Furthermore, some studies have shown that musicians and non musicians use different neural networks when employing auditory and cognitive processing (Gaab et al., 2005; Schlaug et al., 2005). Such research suggest that musicians recruit short term auditory storage centres such as the supramarginal gyrus to solve pitch memory tasks, non musicians employ earlier perceptual regions in the superior temporal lobe (Gaab and Schlaug, 2003). It is suggested that these more efficient neural networks may also add to any enhancement in the auditory processing for musicians (Gaab et al., 2005).

In addition, further research continues to suggest that musicians exhibit enhanced auditory temporal processing (Kraus et al., 2009; Rammsayer and Altenmuller, 2006; Strait et al., 2009), with musicians' perceptual acuity possible relating to experience dependent neural plasticity (Kraus et al., 2009; Strait et al., 2009; Wong et al., 2007). Additional research suggested correlations between musician perceptual enhancements and musical experience, demonstrating that musical advantages can be determined by experience rather than innate abilities. These studies reinforce the notion that there is a relationship between musical experience and musical abilities through assessing cognitive, neural and musical abilities of a group of untrained children, with half the group about to start musical training. At first there was no difference between these two groups, consequently after 18 months of lessons the children that were musically trained began to show cognitive, neural and musical ability enhancements (Norton et al., 2005). Therefore, using all the research considered the data overwhelmingly suggests that experience in music via training and lessons enhances the auditory pathways and processes.

Conclusion

The data gathered by both previous research and this study support the hypothesis that musical training will have an influence on the score of a Bentley Music Test. As displayed from relevant research musicians' perceptual enhancements are supported by their cognitive processes, with these cognitive and perceptual abilities enhanced in musicians when compared to non musicians. Such enhancements offer a more efficient neural mechanism for performing auditory tasks, with these enhancements usually following musical training and are specific to the auditory.
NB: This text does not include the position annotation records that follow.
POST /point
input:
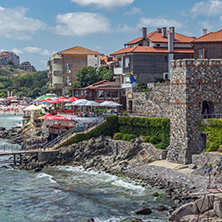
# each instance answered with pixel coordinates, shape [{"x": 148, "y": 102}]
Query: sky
[{"x": 36, "y": 29}]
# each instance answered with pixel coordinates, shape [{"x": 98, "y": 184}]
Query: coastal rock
[
  {"x": 131, "y": 219},
  {"x": 143, "y": 211},
  {"x": 187, "y": 209}
]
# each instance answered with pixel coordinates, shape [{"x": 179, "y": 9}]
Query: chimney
[
  {"x": 172, "y": 30},
  {"x": 170, "y": 41},
  {"x": 204, "y": 31},
  {"x": 159, "y": 30},
  {"x": 144, "y": 32},
  {"x": 164, "y": 32}
]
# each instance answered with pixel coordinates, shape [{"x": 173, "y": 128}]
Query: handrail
[{"x": 76, "y": 129}]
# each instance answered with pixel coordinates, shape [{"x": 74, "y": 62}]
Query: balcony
[
  {"x": 57, "y": 73},
  {"x": 118, "y": 71},
  {"x": 126, "y": 85}
]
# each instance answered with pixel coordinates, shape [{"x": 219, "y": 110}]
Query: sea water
[{"x": 66, "y": 193}]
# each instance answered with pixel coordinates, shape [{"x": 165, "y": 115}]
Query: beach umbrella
[
  {"x": 92, "y": 103},
  {"x": 72, "y": 99},
  {"x": 47, "y": 116},
  {"x": 32, "y": 108},
  {"x": 80, "y": 102},
  {"x": 43, "y": 97},
  {"x": 110, "y": 104},
  {"x": 46, "y": 100},
  {"x": 59, "y": 100},
  {"x": 58, "y": 117}
]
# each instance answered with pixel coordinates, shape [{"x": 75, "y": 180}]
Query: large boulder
[
  {"x": 186, "y": 209},
  {"x": 205, "y": 203},
  {"x": 143, "y": 211}
]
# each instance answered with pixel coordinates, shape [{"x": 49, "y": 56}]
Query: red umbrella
[
  {"x": 58, "y": 117},
  {"x": 72, "y": 99},
  {"x": 46, "y": 100},
  {"x": 47, "y": 116},
  {"x": 59, "y": 100}
]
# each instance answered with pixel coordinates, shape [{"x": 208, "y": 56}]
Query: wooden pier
[{"x": 23, "y": 152}]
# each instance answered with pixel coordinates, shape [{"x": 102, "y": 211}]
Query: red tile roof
[
  {"x": 103, "y": 83},
  {"x": 157, "y": 37},
  {"x": 151, "y": 49},
  {"x": 78, "y": 50},
  {"x": 210, "y": 37}
]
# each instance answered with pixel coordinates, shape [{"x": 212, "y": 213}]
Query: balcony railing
[{"x": 118, "y": 70}]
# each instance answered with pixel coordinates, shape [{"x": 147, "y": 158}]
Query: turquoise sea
[{"x": 66, "y": 194}]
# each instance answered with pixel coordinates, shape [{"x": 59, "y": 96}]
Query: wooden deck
[{"x": 20, "y": 152}]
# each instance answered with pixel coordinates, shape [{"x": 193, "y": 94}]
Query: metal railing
[
  {"x": 9, "y": 147},
  {"x": 81, "y": 127},
  {"x": 148, "y": 115}
]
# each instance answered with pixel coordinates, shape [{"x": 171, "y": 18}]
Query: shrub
[
  {"x": 125, "y": 137},
  {"x": 147, "y": 139},
  {"x": 154, "y": 139},
  {"x": 117, "y": 136},
  {"x": 213, "y": 147},
  {"x": 161, "y": 145},
  {"x": 131, "y": 137}
]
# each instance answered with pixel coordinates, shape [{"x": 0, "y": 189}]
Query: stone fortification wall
[
  {"x": 119, "y": 147},
  {"x": 207, "y": 157},
  {"x": 154, "y": 102},
  {"x": 193, "y": 84}
]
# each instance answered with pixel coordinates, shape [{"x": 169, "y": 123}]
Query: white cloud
[
  {"x": 134, "y": 11},
  {"x": 123, "y": 28},
  {"x": 161, "y": 22},
  {"x": 81, "y": 23},
  {"x": 36, "y": 50},
  {"x": 104, "y": 3},
  {"x": 209, "y": 8},
  {"x": 14, "y": 24},
  {"x": 17, "y": 51}
]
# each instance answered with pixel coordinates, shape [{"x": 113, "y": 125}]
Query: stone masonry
[
  {"x": 154, "y": 103},
  {"x": 193, "y": 84}
]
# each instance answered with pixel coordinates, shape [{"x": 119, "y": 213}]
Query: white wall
[{"x": 93, "y": 60}]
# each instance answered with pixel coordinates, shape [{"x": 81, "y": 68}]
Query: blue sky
[{"x": 35, "y": 29}]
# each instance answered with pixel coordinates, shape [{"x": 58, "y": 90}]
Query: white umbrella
[
  {"x": 92, "y": 103},
  {"x": 110, "y": 104},
  {"x": 81, "y": 102},
  {"x": 32, "y": 108}
]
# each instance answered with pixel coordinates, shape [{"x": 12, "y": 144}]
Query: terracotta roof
[
  {"x": 78, "y": 50},
  {"x": 210, "y": 37},
  {"x": 103, "y": 83},
  {"x": 157, "y": 37},
  {"x": 151, "y": 49}
]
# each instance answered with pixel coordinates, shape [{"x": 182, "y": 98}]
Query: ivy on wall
[
  {"x": 213, "y": 130},
  {"x": 147, "y": 127}
]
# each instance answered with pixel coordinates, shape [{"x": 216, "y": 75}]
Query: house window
[
  {"x": 127, "y": 63},
  {"x": 68, "y": 68},
  {"x": 200, "y": 54}
]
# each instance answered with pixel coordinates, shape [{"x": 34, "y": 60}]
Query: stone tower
[{"x": 195, "y": 89}]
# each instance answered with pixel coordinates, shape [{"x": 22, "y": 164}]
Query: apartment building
[
  {"x": 28, "y": 67},
  {"x": 64, "y": 65},
  {"x": 9, "y": 56},
  {"x": 147, "y": 58}
]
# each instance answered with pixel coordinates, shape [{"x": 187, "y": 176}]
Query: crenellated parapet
[
  {"x": 195, "y": 62},
  {"x": 195, "y": 89}
]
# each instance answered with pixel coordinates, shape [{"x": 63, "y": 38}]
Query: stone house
[
  {"x": 208, "y": 46},
  {"x": 147, "y": 58},
  {"x": 64, "y": 65}
]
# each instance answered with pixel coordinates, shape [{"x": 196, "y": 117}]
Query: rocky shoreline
[{"x": 131, "y": 162}]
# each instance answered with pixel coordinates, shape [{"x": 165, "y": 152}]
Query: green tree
[
  {"x": 89, "y": 75},
  {"x": 105, "y": 74}
]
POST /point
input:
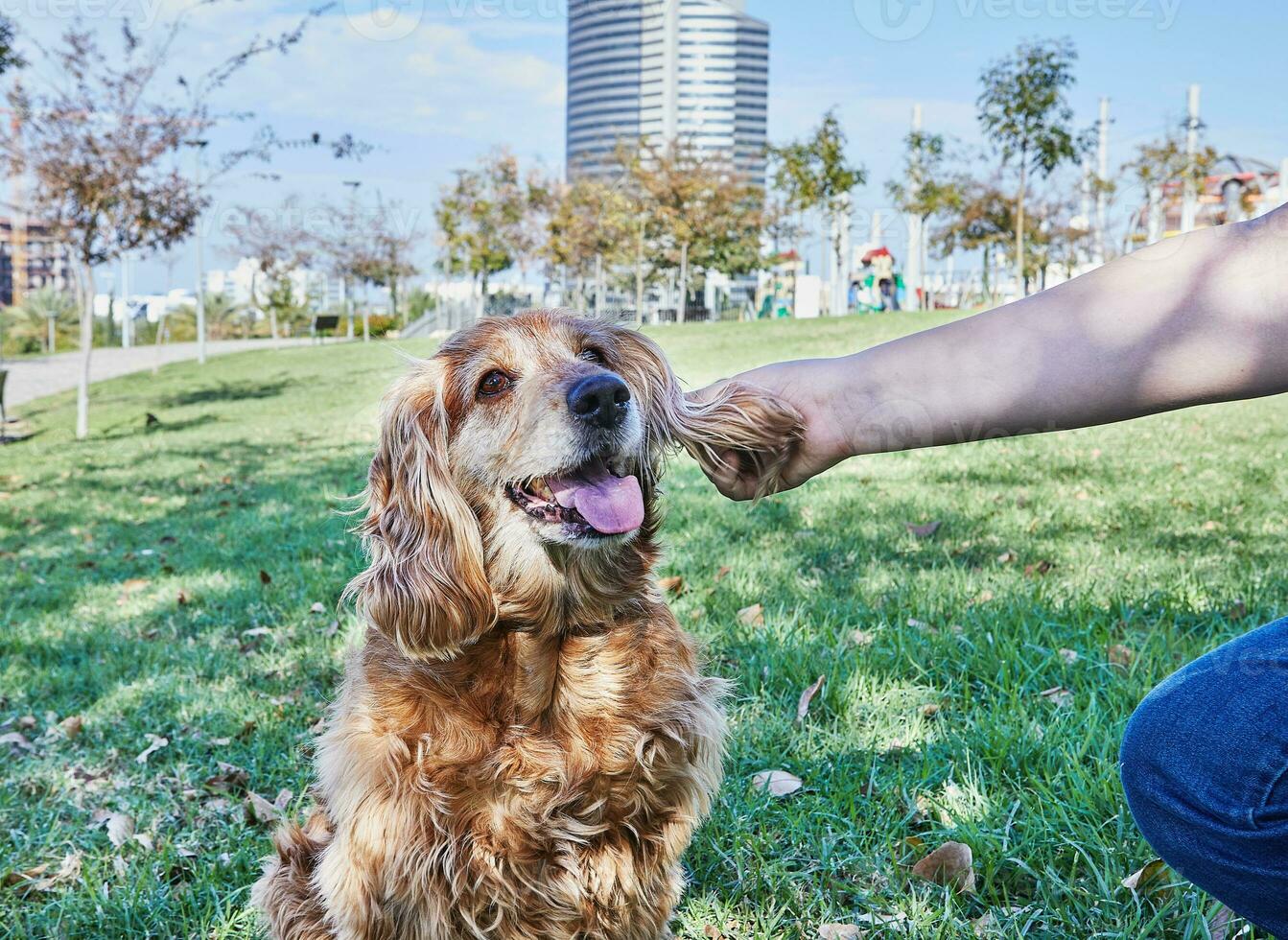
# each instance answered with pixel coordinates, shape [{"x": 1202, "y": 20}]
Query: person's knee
[{"x": 1141, "y": 759}]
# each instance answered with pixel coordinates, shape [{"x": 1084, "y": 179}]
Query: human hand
[{"x": 813, "y": 388}]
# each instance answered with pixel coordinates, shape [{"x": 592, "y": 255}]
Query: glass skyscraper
[{"x": 665, "y": 70}]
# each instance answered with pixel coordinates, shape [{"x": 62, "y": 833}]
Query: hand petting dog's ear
[
  {"x": 810, "y": 444},
  {"x": 743, "y": 436}
]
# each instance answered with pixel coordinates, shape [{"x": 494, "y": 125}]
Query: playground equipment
[{"x": 1238, "y": 188}]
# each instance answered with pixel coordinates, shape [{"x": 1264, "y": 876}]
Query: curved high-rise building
[{"x": 665, "y": 70}]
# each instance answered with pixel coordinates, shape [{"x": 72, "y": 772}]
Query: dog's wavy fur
[{"x": 525, "y": 744}]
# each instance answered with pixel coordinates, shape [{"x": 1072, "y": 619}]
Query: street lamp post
[
  {"x": 199, "y": 146},
  {"x": 348, "y": 294}
]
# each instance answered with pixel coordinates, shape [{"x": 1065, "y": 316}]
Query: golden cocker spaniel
[{"x": 526, "y": 741}]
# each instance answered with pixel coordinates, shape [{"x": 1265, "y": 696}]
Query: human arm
[{"x": 1193, "y": 319}]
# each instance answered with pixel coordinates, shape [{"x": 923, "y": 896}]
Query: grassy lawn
[{"x": 180, "y": 583}]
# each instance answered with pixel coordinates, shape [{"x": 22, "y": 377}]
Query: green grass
[{"x": 1166, "y": 536}]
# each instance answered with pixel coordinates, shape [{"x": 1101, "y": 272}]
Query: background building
[
  {"x": 31, "y": 259},
  {"x": 667, "y": 68}
]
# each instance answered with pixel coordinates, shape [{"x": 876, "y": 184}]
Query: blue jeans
[{"x": 1205, "y": 765}]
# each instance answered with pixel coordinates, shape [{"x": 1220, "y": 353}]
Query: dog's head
[{"x": 527, "y": 446}]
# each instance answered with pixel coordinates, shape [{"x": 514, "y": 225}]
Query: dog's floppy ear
[
  {"x": 425, "y": 587},
  {"x": 739, "y": 421}
]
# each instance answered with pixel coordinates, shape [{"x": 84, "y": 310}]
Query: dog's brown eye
[{"x": 495, "y": 383}]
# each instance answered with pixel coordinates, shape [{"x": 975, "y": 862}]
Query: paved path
[{"x": 33, "y": 379}]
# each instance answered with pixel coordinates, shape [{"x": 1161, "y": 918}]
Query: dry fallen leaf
[
  {"x": 950, "y": 864},
  {"x": 1059, "y": 696},
  {"x": 154, "y": 743},
  {"x": 994, "y": 921},
  {"x": 1149, "y": 880},
  {"x": 34, "y": 880},
  {"x": 879, "y": 920},
  {"x": 1121, "y": 655},
  {"x": 807, "y": 696},
  {"x": 229, "y": 779},
  {"x": 776, "y": 782},
  {"x": 15, "y": 740},
  {"x": 838, "y": 931},
  {"x": 120, "y": 827},
  {"x": 671, "y": 585},
  {"x": 1221, "y": 924},
  {"x": 259, "y": 811}
]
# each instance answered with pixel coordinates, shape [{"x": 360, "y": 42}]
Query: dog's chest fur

Further studies into musical training's effects on auditory processing in children at different developmental stages could help to resolve remaining uncertainties.

However, this research and data certainly provide support for the potential bias of the Bentley Music Test towards prior musical experience, thereby providing Children with this experience an unfair advantage over those that have not received and such training. As this Bentley Music Test is often employed as the sole determining factor as to whether a child receives access to an instrument and musical training in their school, it must be the case that changes must be made either in the form of a handicapping system through assessing a Childs musical experience and adjusting their Bentley score accordingly or to find an alternative means of assessing musical aptitude in Children.